The Real Cost of Claude Code Subagents

For those dabbling with Claude Code subagents: they consume a TON of tokens.

Which is fine—if you’re burning them for the right reasons. A blog writer subagent? Maybe that works. You see the final output, judge quality, iterate. But when subagents touch multiple files across your codebase? That’s where things can get problematic.

TL;DR

Subagents burn 10x more tokens than custom commands. ~50-100K tokens for implementation work vs ~5-10K for the same task with /plan-task. Your mileage may vary, but the difference is substantial.
You lose observability when it matters most. Custom commands show every decision in your terminal history. Subagents? You’re reverse-engineering what happened from outputs.
Heavy scaffolding doesn’t fix the core issue. I built mandatory file reads, forced outputs, strict templates. Still paying the token tax without gaining visibility.
They’re perfect for deep architectural analysis. When you need comprehensive exploration of complex problems, the 50K tokens become worth it. That websocket issue? Exactly when to call in a subagent.
Match the tool to the type of work. Subagents for exploration and analysis. Custom commands for implementation and iteration. Simple tasks? Custom commands win on economics alone.
“Never trust, always verify” only works when you can see. My workflow depends on catching problems as they happen. Hard to do when the work happens in a black box.

The Token Reality

Subagents just launched, and after a few iterations with a single project, I saw each subagent using around 50K tokens and thought damn, that’s a lot of tokens:

/plan-task implementing a feature: ~5-10K tokens, full visibility
code-implementer subagent doing the same work: 50-100K tokens, outputs only

That’s roughly a 10x difference (your mileage may vary). Not just in cost—in opportunity to iterate, course-correct, and improve the approach over time.

The Observability Problem

My custom commands came together through many iterations. Each failure was visible, debuggable, improvable.
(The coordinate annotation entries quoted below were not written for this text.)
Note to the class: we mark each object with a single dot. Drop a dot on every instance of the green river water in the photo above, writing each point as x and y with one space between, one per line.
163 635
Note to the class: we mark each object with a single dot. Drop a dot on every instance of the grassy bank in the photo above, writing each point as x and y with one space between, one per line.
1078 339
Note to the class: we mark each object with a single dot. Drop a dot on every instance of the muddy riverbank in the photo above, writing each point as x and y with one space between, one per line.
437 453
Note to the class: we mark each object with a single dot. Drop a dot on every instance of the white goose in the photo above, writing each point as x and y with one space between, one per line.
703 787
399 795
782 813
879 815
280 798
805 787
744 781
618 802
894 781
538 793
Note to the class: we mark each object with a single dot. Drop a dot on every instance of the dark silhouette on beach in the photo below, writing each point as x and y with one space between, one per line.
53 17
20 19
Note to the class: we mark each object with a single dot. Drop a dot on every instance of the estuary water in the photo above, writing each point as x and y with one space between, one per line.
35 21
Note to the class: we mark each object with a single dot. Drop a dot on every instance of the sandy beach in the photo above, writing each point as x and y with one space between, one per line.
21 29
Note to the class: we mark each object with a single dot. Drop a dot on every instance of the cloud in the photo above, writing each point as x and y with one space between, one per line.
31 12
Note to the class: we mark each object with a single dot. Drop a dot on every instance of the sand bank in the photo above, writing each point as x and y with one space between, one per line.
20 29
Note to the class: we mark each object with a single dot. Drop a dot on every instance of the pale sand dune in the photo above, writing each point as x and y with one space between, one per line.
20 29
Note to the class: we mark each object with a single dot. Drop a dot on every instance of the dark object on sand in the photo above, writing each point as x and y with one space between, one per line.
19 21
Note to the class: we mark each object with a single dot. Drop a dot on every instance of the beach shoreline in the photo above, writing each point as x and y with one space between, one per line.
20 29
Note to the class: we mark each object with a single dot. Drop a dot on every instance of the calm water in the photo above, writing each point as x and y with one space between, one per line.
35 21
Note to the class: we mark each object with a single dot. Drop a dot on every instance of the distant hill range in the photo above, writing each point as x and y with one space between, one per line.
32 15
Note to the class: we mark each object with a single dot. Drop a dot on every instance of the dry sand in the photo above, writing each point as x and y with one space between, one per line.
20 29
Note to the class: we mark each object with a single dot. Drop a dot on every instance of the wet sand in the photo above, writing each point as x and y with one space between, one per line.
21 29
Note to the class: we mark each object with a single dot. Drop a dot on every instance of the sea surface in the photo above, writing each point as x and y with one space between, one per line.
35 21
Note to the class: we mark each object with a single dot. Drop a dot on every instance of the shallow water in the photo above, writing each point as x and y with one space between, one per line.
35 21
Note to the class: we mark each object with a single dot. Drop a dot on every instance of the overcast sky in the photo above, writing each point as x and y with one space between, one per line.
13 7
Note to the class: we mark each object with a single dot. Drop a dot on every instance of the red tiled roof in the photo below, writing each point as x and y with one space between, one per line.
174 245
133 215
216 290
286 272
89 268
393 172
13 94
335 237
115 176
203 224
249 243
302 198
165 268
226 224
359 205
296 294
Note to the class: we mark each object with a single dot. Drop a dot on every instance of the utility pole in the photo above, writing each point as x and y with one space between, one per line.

The /plan-iteration command alone went through dozens of refinements based on observed failure patterns:

Started as a basic template filler
Added the interview pattern when I realized assumptions were killing me
Incorporated smart tech detection to avoid manual stack specification
Embedded standards directly to prevent context lookups
Added approval gates because things started going off the rails before I could review

/plan-task has been through similar refinement. Most recently, I caught it selecting meaningless “create empty folder” tasks for quick completion rewards. But that’s just the latest improvement—all possible because I could see the decision-making happen. This observability is what enabled the systematic validation approach that actually ships working software.

With subagents? They run in their own context, make decisions you can’t see, and by the time you review outputs, you’re reverse-engineering what happened.

Someone might say “But I have auto-accept edits on, so it’s practically the same.” Except in my workflow, the main thread runs in a terminal with infinite history. I can scroll back if I want. I can see every decision point, every correction, every iteration. That visibility has been crucial for improving my workflow over time. Trust but verify? More like “never trust, always verify”—and that’s only possible when you can see what happened.

And here’s the thing about quality: are subagents producing better code? Maybe. Sometimes. It depends entirely on what kind of work you’re asking them to do.

The Scaffolding Attempts

Sure, you can ctrl-r to see what the subagent is doing, but that’s different from having everything in your main terminal history where you naturally work. I hacked around this by heavily customizing my subagents. My custom agents are nothing like the default ones.

Where the default agents focus on expertise and philosophy, mine enforce structure:

Mandatory file reads in specific order
Forced output artifacts to .agent/ directory
Strict operating rules with “CRITICAL” warnings
Prescriptive templates they must follow

The goal? Make agents “see” each other’s outputs. Give myself something to review without having to ctrl-r into each subagent run. It’s the same philosophy behind building guardrails with hooks—catching problems where they happen, not hoping they surface later.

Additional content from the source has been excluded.